"Time changes nothing, girl, but the size of your underwear...and hopefully your hairdo." Minton Sparks unique brand of performance art has brought the rural South to life for the many fans who flock to her shows and relive them through her audio releases. Now, the Grammy-nominated artist has committed some of her most popular poems and stories to print. The thirty pieces collected here veer from heartbreak to hilarity and back again, as Sparks shares her memories of growing up in small-town Tennessee. This unusual family may not walk the straight and narrow, but they're guaranteed to walk straight into your heart and mind, and linger. Like an old-time preacher, Sparks draws her audience in with compelling storytelling while leaving them with something essential to ponder. Desperate Ransom takes readers on a journey into the heart of an extraordinary family, demonstrating once again that Sparks is a ground-breaking artist--and a true American treasure.

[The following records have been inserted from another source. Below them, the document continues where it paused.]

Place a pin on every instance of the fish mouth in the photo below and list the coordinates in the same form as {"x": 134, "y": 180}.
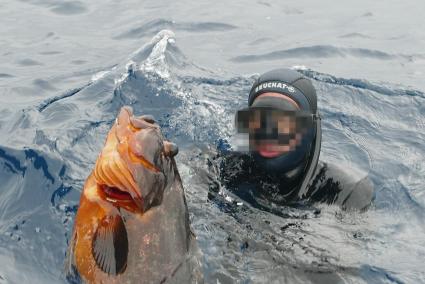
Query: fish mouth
{"x": 121, "y": 198}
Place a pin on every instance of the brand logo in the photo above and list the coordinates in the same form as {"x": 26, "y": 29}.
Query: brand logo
{"x": 276, "y": 85}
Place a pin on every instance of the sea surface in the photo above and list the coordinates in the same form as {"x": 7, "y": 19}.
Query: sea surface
{"x": 66, "y": 68}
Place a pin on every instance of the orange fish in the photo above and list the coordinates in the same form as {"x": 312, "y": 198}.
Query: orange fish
{"x": 132, "y": 225}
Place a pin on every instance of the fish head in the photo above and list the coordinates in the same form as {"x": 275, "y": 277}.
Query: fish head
{"x": 136, "y": 164}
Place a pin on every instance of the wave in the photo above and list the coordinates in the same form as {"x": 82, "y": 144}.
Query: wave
{"x": 152, "y": 27}
{"x": 324, "y": 51}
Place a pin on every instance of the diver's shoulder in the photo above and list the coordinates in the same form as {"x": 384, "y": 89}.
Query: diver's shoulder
{"x": 355, "y": 189}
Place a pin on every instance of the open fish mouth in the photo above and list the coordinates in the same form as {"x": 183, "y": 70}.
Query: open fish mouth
{"x": 132, "y": 169}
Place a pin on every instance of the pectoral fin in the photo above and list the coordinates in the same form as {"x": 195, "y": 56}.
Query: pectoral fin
{"x": 110, "y": 245}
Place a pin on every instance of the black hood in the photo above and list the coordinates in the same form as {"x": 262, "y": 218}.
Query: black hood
{"x": 299, "y": 88}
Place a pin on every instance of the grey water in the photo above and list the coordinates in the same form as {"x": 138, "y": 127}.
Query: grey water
{"x": 66, "y": 68}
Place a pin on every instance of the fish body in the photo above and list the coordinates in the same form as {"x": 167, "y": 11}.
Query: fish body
{"x": 132, "y": 225}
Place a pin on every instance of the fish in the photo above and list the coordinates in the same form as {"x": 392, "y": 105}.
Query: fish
{"x": 132, "y": 223}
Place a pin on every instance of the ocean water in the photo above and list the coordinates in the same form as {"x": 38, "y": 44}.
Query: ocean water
{"x": 66, "y": 68}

Minton Sparks wowed me at the Fishtrap writing workshop this summer. She doesn’t just write and read what she writes. She performs it, she acts it, she enlivens it. Reading this book of poems and stories, I hear her voice. On paper, these portraits of rural southerners are beautiful. The language is spare, original, and so specific that we immediately know and love these people. But when Sparks brings them to life on stage, she grabs your heart and never lets it go. So read this book and her other book White Lightning, but also visit her website at mintonsparks.com to see and hear what she does with them.
Having seen Minton Sparks at the Tejas Storytelling Festival I wanted to read her books. She makes no excuses that her family can be complicated and her poems introduce us to interesting characters. As I read her poems and prose in the book I could hear her voice as she had performed them. If you are not afraid to peel back the layers of your own family you will find something to relate to in the book. Be sure to take time to listen to the CD.
My mom asked me to read this because she disliked it so much. I don't like reading "assignments," and this is not my kind of book. But I found more to like in it than mom did. It's gritty and unflinching, but not unkind.